The study, published in the journal Food and nutritionwas carried out to contribute to new Nordic dietary guidelines.
Results show that those who had a ‘high’ consumption of seeds and nuts, of about 30 g, were 19 percent less likely to develop cardiovascular disease and 23 percent less likely to die from it, compared to those who only consumed ‘low levels ate. .
Nut and seed fanatics were also 18 percent less likely to develop heart disease and 25 percent less likely to die from it.
Erik Arnesen, a research fellow at the University of Oslo and first author of the study, said: ‘If you eat a handful of nuts every day, which is about 30 grams, you are 20 to 25 percent less likely to suffer from heart disease. and vascular disease.
‘In comparison: adults in the Scandinavian countries eat an average of only about 4 grams of nuts per day. Many don’t eat any nuts or seeds at all.’
Almonds, pistachios and walnuts appear to be the best nuts to eat when it comes to lowering cholesterol.
But the study’s author, Mr Arnesen, insisted there is no conclusive evidence that people should be advised to eat certain types of nuts over others.

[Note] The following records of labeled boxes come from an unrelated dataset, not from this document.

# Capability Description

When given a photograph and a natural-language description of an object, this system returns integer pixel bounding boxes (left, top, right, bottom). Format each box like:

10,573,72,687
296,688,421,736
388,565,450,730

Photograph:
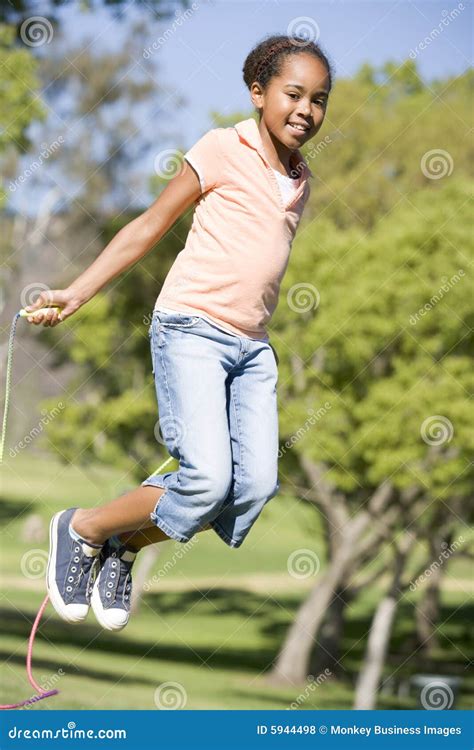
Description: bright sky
11,0,473,212
57,0,472,146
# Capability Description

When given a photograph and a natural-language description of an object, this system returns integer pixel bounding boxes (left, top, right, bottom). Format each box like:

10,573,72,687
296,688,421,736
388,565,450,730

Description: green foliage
303,61,474,229
39,61,473,502
42,212,190,484
0,24,45,206
275,177,474,498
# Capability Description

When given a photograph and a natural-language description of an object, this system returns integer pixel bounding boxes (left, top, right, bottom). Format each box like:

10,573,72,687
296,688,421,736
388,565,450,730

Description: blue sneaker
46,508,102,623
91,536,137,630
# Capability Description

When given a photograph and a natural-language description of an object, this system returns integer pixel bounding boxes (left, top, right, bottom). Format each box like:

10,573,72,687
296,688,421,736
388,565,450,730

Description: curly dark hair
242,34,333,90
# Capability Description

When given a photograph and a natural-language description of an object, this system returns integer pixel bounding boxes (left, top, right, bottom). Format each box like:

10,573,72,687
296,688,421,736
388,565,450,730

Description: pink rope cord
0,594,59,709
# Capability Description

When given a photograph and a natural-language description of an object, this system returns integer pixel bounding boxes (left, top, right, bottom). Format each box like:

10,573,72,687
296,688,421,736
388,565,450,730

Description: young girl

Instead, he suggests eating “the more the merrier” when it comes to snacking on nuts.
However, the NHS advises eating them in moderation as they are high in fat and calories.
Mr Arnesen said that nuts have a beneficial effect on cholesterol, thus preventing fat from accumulating in the arteries, which is one of the biggest risk factors for heart attacks.
However, the researchers could not confirm whether eating nuts reduced the risk of type 2 diabetes and stroke, as the snacking did not appear to affect blood pressure or blood sugar levels.
Mr Arnesen said: ‘We are not sure about this. Nuts don’t seem to affect blood pressure, which is one of the risk factors for strokes.
“We’re also not sure if nuts are good for blood sugar control, which is linked to the risk of type 2 diabetes.”
One of the reasons why the researchers think nuts are so good for you is the composition of fatty acids in nuts.
Mr Arnesen noted that while previous studies have suggested eating nuts is good for the heart, his study is the largest review on cardiovascular health to date.
Mr Arnesen said: ‘While nuts cannot be used to treat high cholesterol, we believe the effect is significant enough to be used as a preventive measure in the general population.’